Au bout d’un certain temps, plusieurs heures peut-être, Min-jae se redressa.

« Minchi, je n’ai pas envie de vous voir partir, mais je pense qu’il ne serait pas bon de prolonger cette soirée. Ce serait encore plus dur de se séparer. »

Le danseur ne put qu’acquiescer. Il avait raison, il fallait décoller le pansement tout de suite. Il s’assit à son tour, rattacha ses cheveux.

« Vous allez me manquer, prince, dit-il.

-Je pense que vous pouvez m’appeler Min-jae, maintenant. Je pense même qu’on devrait laisser tomber le vouvoiement.

-Si c’est ce que tu veux… »

Les deux jeunes hommes se sourirent. Cela sonnait mieux comme ça.

« Tu vas me manquer quand même, reprit Minchi.

-A moi aussi. »

Presque d’un même mouvement, ils rapprochèrent leurs deux visages l’un de l’autre. Min-jae avait de longs cils noirs et épais, des lèvres roses. Ils s’embrassèrent longuement. Min-jae essaya à plusieurs reprises de se détacher de Minchi, mais ce dernier le rappelait à lui en resserrant sa prise dans son cou. Il ne voulait pas lui laisser reprendre son souffle, car il savait quelles paroles l’autre allait prononcer. Le prince parvint à se dégager en riant.

« Il faut vraiment que tu y ailles, souffla-t-il. »

Minchi revint à la charge, faisant comme s’il n’avait pas entendu. Min-jae interposa ses doigts entre leurs lèvres.

« Minchi. Tu te fais du mal, insista-t-il avec douceur. »

Cette fois le danseur capitula, et ils se levèrent du lit. Ils se serrèrent une dernière fois dans les bras devant la porte.

« Tu pourras revenir bientôt ? s’enquit Minchi.

-Cela dépend de mon père. Je suis le prince héritier, mais je dois le suivre dans ses voyages diplomatiques, pour me familiariser avec mes futures fonctions. Nous vivons vraiment très loin au Nord. Mais je ferai tout ce que je peux pour revenir te voir, ajouta-t-il en voyant la mine déconfite de son partenaire. Je ne t’abandonne pas.

-Je penserai souvent à toi, insista Minchi.

-Ça, je n’en doute pas, mais ça ne sera jamais autant que moi, sourit l’autre. »

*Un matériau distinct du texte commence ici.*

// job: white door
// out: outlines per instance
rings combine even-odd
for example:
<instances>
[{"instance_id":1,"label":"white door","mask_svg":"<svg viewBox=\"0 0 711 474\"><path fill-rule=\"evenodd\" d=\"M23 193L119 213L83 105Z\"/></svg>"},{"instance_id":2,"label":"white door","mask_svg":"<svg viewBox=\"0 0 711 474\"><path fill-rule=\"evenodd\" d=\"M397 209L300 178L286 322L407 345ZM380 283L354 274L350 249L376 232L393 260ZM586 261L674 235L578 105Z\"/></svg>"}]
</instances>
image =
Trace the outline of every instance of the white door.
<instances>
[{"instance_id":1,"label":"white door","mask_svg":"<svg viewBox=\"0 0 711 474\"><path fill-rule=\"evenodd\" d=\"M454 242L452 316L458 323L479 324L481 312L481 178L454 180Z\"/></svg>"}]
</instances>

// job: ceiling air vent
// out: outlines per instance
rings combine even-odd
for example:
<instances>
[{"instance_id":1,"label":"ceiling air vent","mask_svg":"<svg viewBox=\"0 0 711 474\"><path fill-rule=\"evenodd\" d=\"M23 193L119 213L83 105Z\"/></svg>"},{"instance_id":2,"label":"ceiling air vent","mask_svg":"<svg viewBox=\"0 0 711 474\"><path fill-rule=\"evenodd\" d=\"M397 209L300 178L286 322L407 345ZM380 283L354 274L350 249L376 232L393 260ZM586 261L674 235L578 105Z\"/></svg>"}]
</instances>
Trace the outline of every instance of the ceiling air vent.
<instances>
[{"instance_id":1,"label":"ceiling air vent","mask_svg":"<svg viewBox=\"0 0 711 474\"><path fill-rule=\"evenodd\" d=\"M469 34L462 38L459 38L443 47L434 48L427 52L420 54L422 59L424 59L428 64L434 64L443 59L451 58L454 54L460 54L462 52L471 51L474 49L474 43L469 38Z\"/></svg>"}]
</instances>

Il posa un baiser sur sa joue en ouvrant la porte. Resal attendait comme prévu dans le couloir, faisant les cent pas. Il faisait très sombre dehors, seules quelques torches formaient des halos sur les murs. Minchi se tourna vers le prince. Il se sentait faiblir. Il aurait voulu se jeter dans les bras de Min-jae pour qu’il l’emporte avec lui, vraiment très loin au Nord. Mais Resal posa sa main sur l’épaule du danseur.

« Allez, Minchi, nous devons y aller, dit-elle. »

Celui-ci opina, les yeux à nouveau humides.

« A bientôt, Min-jae, dit-il. »

Le prince lui rendit son salut, et Resal entraîna le danseur vers la sortie.

Ils ne parlèrent pas sur le trajet jusqu’à la caserne, traversant les jardins endormis. Tout se passa comme dans un rêve, Minchi ne reprit conscience qu’une fois allongé sur le matelas inférieur de l’un des trois lits superposés du dortoir des soldats. La caserne comportait plusieurs pièces de ce type, des chambres ne dépassant pas six personnes. Les cinq autres soldats s’étaient redressés à l’arrivée de Minchi, lui avait posé quelques questions auxquelles ils ne se souvenait même pas s’il avait répondu, puis Resal leur avait intimé le silence en emportant la torche avec elle. Le dortoir s’était retrouvé plongé dans le noir et Minchi s’était installé dans le lit qui lui avait été indiqué. A présent, ses camarades de chambrée ronflaient faiblement, et Minchi fixait la planche de bois au dessus de lui. Il avait déjà pleuré toutes les larmes de son corps, ses yeux restèrent résolument secs jusqu’à ce qu’ils se ferment, terrassés par le sommeil.